Presenting the best of science fiction and fantasy art from the past 17 years, a true collector's item beautifully produced on high-quality paper. Established by the Association of Science Fiction and Fantasy Artists, and named for the renowned painter, Chesley Bonestell, the annual Chesley Awards are bestowed by the practitioners themselves, and so carry a high level of prestige. Here are works magical and mysterious, terrifying and haunting, dreamlike and imaginative beyond belief. Among the remarkable people highlighted: Bob Eggleton, Jean Pierre Targette, Rick Berry, Kinuko Y. Craft, and dozens of other magnificent illustrators. "This visually stunning work belongs in every collection of sf and fantasy art."—"Library Journal" "It aims to stun and] rarely fails."—"Booklist "
Author

John Grant is author of over eighty books, of which about twenty-five are fiction, including novels like The World, The Hundredfold Problem, The Far-Enough Window and most recently The Dragons of Manhattan and Leaving Fortusa. His “book-length fiction” Dragonhenge, illustrated by Bob Eggleton, was shortlisted for a Hugo Award in 2003; its successor was The Stardragons. His first story collection, Take No Prisoners, appeared in 2004. He is editor of the anthology New Writings in the Fantastic, which was shortlisted for a British Fantasy Award. His novellas The City in These Pages and The Lonely Hunter have appeared from PS Publishing. His latest fiction book is Tell No Lies , his second story collection; it's published by Alchemy Press. His most recent nonfiction is A Comprehensive Encyclopedia of Film Noir . Earlier, he coedited with John Clute The Encyclopedia of Fantasy and wrote in their entirety all three editions of The Encyclopedia of Walt Disney’s Animated Characters; both encyclopedias are standard reference works in their field.
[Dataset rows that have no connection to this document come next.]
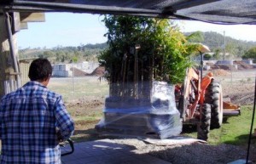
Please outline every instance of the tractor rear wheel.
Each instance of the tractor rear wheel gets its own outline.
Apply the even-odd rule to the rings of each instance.
[[[211,126],[211,105],[204,104],[201,106],[201,119],[197,126],[197,139],[207,140]]]
[[[221,85],[212,81],[205,93],[205,103],[211,105],[211,128],[219,128],[223,122],[223,93]]]

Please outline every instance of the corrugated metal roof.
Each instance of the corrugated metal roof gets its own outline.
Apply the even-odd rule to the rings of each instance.
[[[13,11],[79,12],[256,24],[255,0],[2,0]]]

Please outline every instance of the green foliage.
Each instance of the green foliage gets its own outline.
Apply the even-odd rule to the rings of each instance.
[[[107,15],[109,48],[99,59],[106,62],[110,82],[166,81],[181,82],[196,49],[168,20]],[[140,45],[138,49],[134,49]]]
[[[256,62],[256,47],[251,48],[242,56],[244,59],[253,59],[253,62]]]
[[[209,54],[204,54],[204,59],[206,60],[209,60],[212,58],[212,55]]]

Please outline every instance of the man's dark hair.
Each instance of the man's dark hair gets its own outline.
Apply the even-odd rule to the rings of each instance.
[[[52,73],[52,66],[47,59],[37,59],[29,67],[28,77],[31,81],[44,81]]]

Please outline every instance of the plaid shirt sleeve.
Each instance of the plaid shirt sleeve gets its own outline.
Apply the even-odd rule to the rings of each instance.
[[[67,111],[61,96],[57,99],[55,103],[55,118],[56,127],[60,130],[61,139],[67,139],[74,131],[74,122]]]

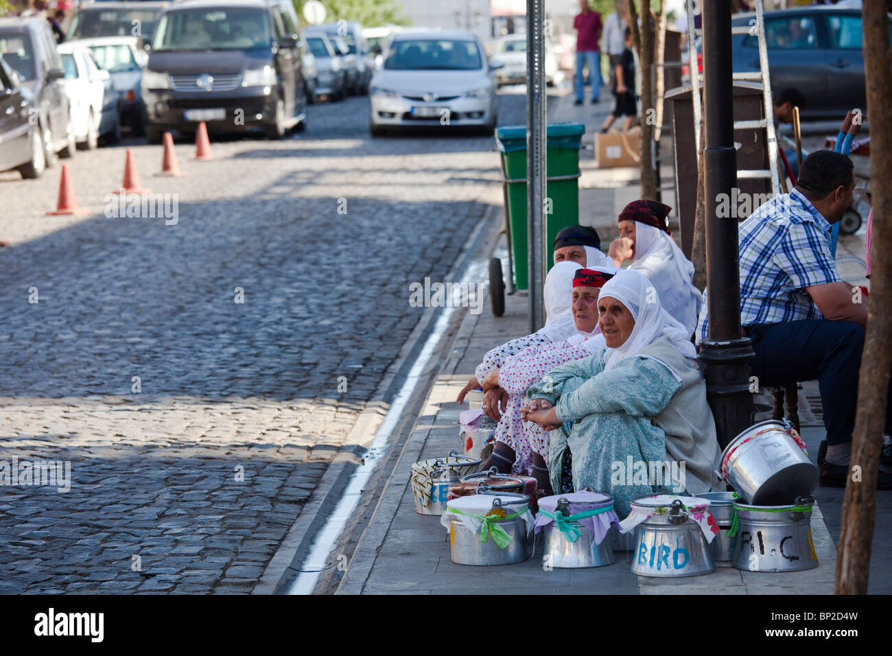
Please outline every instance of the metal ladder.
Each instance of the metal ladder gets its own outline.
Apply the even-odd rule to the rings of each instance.
[[[702,30],[694,28],[694,2],[686,0],[688,12],[688,67],[690,71],[690,87],[694,103],[694,143],[697,152],[700,152],[700,125],[703,121],[703,108],[700,100],[700,73],[697,71],[697,48],[695,41]],[[774,104],[772,101],[772,86],[768,74],[768,46],[765,43],[764,10],[762,0],[756,0],[756,24],[731,26],[731,33],[752,34],[756,29],[756,37],[759,44],[759,71],[752,72],[734,73],[735,80],[748,80],[762,83],[762,98],[764,104],[765,118],[758,120],[735,120],[734,129],[764,129],[768,145],[768,169],[739,170],[737,179],[771,179],[772,192],[774,195],[780,194],[780,176],[778,173],[778,142],[774,132]]]

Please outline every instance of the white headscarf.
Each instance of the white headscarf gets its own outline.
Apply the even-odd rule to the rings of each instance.
[[[665,230],[635,221],[635,259],[629,269],[650,278],[664,309],[692,335],[700,313],[700,292],[693,284],[694,265],[675,240]]]
[[[540,332],[553,343],[563,342],[576,334],[571,311],[573,277],[581,269],[579,262],[559,262],[545,277],[542,295],[545,301],[545,327]]]
[[[663,335],[673,341],[685,358],[691,361],[697,358],[697,351],[690,343],[687,328],[663,309],[662,299],[648,278],[628,269],[620,271],[601,287],[600,297],[607,296],[615,298],[629,309],[635,326],[623,345],[607,349],[605,370],[613,369],[625,358],[640,355],[645,347]],[[681,380],[677,372],[673,371],[665,362],[662,363]]]
[[[589,246],[586,246],[589,248]],[[545,277],[543,296],[545,301],[545,327],[540,332],[553,343],[574,338],[574,343],[582,342],[592,336],[600,336],[600,328],[596,326],[591,333],[579,330],[573,316],[573,278],[580,269],[591,269],[601,273],[615,275],[619,270],[612,262],[602,266],[582,267],[572,261],[555,264]],[[604,348],[604,338],[600,337]]]

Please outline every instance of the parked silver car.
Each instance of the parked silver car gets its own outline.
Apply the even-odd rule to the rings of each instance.
[[[341,55],[334,51],[331,40],[321,31],[304,34],[304,39],[316,64],[316,76],[311,82],[313,95],[343,100],[347,95],[345,71]]]
[[[369,88],[371,134],[413,125],[493,129],[496,68],[469,32],[394,35]]]

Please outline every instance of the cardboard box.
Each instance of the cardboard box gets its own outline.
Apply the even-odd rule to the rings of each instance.
[[[595,133],[599,169],[637,167],[641,162],[641,131]]]

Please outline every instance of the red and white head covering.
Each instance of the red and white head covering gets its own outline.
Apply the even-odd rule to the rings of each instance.
[[[666,217],[671,210],[656,201],[635,201],[625,206],[619,220],[636,221],[635,259],[629,270],[650,279],[663,308],[691,335],[697,328],[701,295],[694,286],[694,265],[669,232]]]
[[[577,286],[577,278],[582,274],[583,286],[601,286],[619,270],[614,266],[580,269],[574,262],[559,262],[552,267],[545,277],[544,297],[545,327],[541,328],[552,342],[563,342],[575,335],[589,336],[576,329],[573,317],[573,289]],[[598,284],[599,280],[602,280]],[[590,284],[586,284],[590,283]],[[598,331],[598,328],[595,328]]]

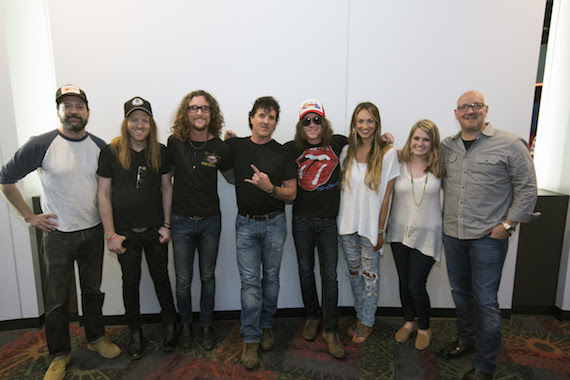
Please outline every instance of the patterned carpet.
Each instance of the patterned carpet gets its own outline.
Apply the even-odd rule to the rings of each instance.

Among other recent nonfictions have been Discarded Science, Corrupted Science (a USA Today Book of the Year), Bogus Science and Denying Science. As John Grant he has to date received two Hugo Awards, the World Fantasy Award, the Locus Award, and a number of other international literary awards. He has written books under other names, even including his real one: as Paul Barnett, he has written a few books (like the space operas Strider’s Galaxy and Strider’s Universe) and for a number of years ran the world-famous fantasy-artbook imprint Paper Tiger, for this work earning a Chesley Award and a nomination for the World Fantasy Award.